O przewadze "Niebieskich" świadczy zresztą fakt, że przez 90 minut wykonali aż 13 rzutów rożnych. Zaś sposób ich egzekwowania świadczy o dyspozycji chorzowian. Praktycznie żaden z nich nie okazał się równoznaczny ze stworzeniem sobie okazji do zdobycia bramki! Jakby tego było mało, "Portowcy", którzy przed meczem stracili trzech napastników, w kwadrans po rozpoczęciu spotkania stracili czwartego - Marcina Klatta. Tego Ruch też nie był w stanie wykorzystać. - Nie skorzystaliśmy z okazji do osiągnięcia sukcesu, bardzo tego żałujemy - przyznawał Piotr Stawarczyk.

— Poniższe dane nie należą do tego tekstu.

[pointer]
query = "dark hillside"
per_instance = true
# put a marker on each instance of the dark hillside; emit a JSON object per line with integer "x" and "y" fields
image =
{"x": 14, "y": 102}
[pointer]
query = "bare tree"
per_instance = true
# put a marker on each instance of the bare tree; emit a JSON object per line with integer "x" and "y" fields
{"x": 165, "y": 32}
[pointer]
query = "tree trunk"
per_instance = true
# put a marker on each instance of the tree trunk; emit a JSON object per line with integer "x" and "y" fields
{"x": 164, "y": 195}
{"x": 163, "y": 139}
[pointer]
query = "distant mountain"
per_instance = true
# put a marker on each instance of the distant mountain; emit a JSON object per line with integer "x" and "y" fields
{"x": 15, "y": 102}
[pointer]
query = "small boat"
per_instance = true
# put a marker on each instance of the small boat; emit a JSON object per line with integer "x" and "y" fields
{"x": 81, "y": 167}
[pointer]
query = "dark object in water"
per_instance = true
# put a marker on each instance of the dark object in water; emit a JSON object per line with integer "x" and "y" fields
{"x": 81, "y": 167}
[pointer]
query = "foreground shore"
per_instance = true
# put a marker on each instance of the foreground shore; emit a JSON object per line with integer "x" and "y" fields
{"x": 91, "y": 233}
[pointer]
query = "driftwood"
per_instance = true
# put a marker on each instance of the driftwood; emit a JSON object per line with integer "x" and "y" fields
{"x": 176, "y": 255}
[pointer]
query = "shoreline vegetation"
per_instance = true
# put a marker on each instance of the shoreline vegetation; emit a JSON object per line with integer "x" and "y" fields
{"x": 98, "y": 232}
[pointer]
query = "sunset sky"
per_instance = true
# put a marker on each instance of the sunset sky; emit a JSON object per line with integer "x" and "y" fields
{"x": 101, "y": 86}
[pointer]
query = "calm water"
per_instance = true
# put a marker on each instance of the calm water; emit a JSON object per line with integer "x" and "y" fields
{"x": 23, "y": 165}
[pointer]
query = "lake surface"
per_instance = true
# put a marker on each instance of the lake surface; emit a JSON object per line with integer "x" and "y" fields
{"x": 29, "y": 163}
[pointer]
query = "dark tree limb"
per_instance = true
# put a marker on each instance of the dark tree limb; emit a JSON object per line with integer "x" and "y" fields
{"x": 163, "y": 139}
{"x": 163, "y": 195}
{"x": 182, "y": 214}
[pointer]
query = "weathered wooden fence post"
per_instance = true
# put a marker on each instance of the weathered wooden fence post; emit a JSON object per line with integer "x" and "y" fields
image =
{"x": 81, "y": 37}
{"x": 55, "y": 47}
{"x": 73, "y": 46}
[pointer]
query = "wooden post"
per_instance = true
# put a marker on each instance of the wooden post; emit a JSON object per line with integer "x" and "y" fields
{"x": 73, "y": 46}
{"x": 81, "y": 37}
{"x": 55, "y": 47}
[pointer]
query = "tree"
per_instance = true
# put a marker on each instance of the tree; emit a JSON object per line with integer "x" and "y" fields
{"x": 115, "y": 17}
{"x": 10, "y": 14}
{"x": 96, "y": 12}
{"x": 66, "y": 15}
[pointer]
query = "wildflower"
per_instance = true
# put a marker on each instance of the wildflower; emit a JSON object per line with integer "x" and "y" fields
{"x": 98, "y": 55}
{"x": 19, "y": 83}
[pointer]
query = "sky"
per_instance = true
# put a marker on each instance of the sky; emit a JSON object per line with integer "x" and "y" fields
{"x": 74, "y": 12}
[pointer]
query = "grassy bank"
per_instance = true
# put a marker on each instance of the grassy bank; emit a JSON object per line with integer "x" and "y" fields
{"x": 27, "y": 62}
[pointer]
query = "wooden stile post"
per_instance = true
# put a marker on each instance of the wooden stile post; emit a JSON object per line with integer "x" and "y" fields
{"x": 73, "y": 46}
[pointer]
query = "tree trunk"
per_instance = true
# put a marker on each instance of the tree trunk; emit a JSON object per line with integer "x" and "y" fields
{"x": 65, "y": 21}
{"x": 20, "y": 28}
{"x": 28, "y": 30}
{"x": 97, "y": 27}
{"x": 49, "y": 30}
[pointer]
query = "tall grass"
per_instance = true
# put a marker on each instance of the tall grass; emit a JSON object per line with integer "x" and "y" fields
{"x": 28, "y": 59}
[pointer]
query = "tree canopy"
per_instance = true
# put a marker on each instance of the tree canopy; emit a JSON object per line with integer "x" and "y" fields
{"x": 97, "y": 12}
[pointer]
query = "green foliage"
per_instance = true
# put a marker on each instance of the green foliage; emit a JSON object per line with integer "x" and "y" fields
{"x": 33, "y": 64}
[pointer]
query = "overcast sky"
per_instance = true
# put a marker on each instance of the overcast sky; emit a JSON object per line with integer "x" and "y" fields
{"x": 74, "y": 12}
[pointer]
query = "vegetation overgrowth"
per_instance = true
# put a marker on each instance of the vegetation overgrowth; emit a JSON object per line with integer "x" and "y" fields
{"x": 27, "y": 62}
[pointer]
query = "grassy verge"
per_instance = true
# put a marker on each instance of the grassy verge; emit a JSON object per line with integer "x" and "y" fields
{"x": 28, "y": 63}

Po końcowym gwizdku w Szczecinie zapanowała istna euforia - gospodarze zagrają w finale Pucharu Polski po raz pierwszy od 28 lat. Do tej pory dwukrotnie byli finalistami rozgrywek, ani razu nie zatriumfowali. - Proszę zobaczyć, co się dzieje - wskazywał na znajdujące się w ekstazie trybuny Janukiewicz. Część kibiców szczecińskiej jedenastki wbiegła nawet na murawę świętować razem z ulubieńcami. - Takie coś przytrafia mi się pierwszy raz w życiu - nie mógł nacieszyć się golkiper.
Zapraszamy do przeczytania naszej
relacji LIVE
PP: Pogoń Szczecin 0:0 Ruch Chorzów
Żółte kartki: Mandrysz, Pietruszka, Petasz - Straka, Baran, Sadlok, Grzyb, Nykiel
Czerwona kartka: Grodzicki (po meczu, za dyskusję z sędzią)
Składy:
Pogoń: Janukiewicz - Mysiak, Hrymowicz, Jarun, Nowak - Rogalski, Robert Mandrysz (86' Parzy), Pietruszka, Bojarski (90' Zawadzki), Petasz - Klatt (13' Lebedyński).
Rezerwowi: Pyskaty, Petrik, Wróbel, Wólkiewicz.
Ruch: Perdijić - Nykiel (88' Piech), Grodzicki, Stawarczyk, Sadlok - Grzyb, Baran, Straka, Pulkowski (46' Zając), Janoszka - Sobiech (77' Świerblewski).
Rezerwowi: Pilarz, Jakubowski, Niedzielan, Lisowski.